她的眼对上他的眸,有着些许不忍,“独孤冥幽死了。”之前想说的时候总觉得难以开口,如今说出来了,也瞬间轻松许多。
“你说什么?”宫墨寒的脸色一下黯淡不少,两条腿再也迈不出一步的距离,是不是他听错了……
“独孤冥幽死了……集市张贴的布告说是因疾辞世。”其实她一直都觉得独孤冥幽是那种面冷心热的女子,善于隐藏,善于伪装,从来不把自己脆弱的一面展现给别人,这样的女人坚强刚毅,却也令人心疼的彻彻底底。
接下来是很长一段时间的沉默,宫墨寒也只是苦笑一下后消失在花林深处,他的背影透着寂寥然然,伴着清风拂过,让人触不到虚实……
一晃又到了晚昔,不大的饭桌前围满了人,这是灵虚谷有史以来最热闹的时候,上面的菜肴都是楚千叶精心烹制的,她从来没想过自己会有洗手做汤羹的一天,还以为一辈子都会生活在刀光剑影里面。

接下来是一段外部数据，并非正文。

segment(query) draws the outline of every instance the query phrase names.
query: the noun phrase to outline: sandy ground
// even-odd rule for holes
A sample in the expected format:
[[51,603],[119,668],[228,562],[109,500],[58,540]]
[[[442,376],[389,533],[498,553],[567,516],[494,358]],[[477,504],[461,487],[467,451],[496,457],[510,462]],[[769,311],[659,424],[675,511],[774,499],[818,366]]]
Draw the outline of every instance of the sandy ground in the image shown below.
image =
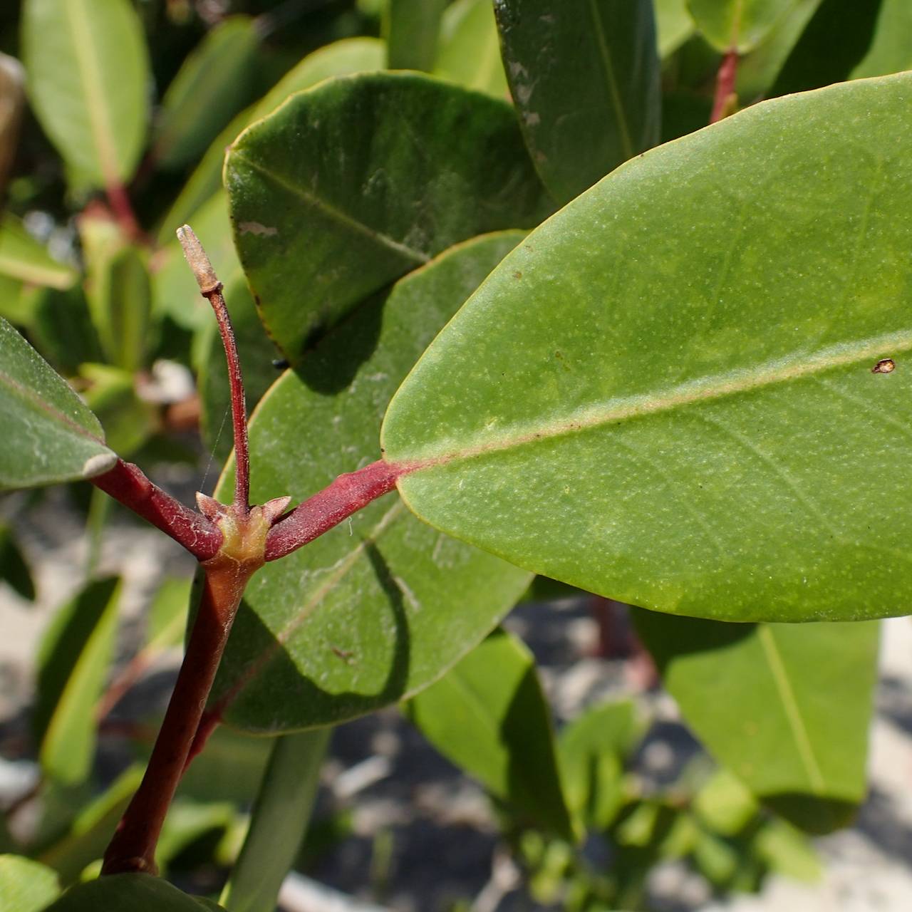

“师傅,徒儿明日想离开这里。”宫墨寒将杯中的酒水一饮而尽,一会儿的功夫已是接连着好几杯畅快下肚,渐渐的,醉意袭来涌上心头,压制许久的情绪徘徊在崩溃边缘,他现在的心好乱,突然觉得没了生存下去的希冀。
菩提老祖闻言,端着杯子的手有些发抖,如今没了千灵之心,他与寻常老者已全无分别,身上的各个部位也在快速老化,深邃的皱纹,模糊的双眼……都在时刻提醒着他即将到达人生的终点。
可他唯一放不下的那就是澈儿,时至今日都不见情况有所好转,往后漫长的时光谁来照顾他?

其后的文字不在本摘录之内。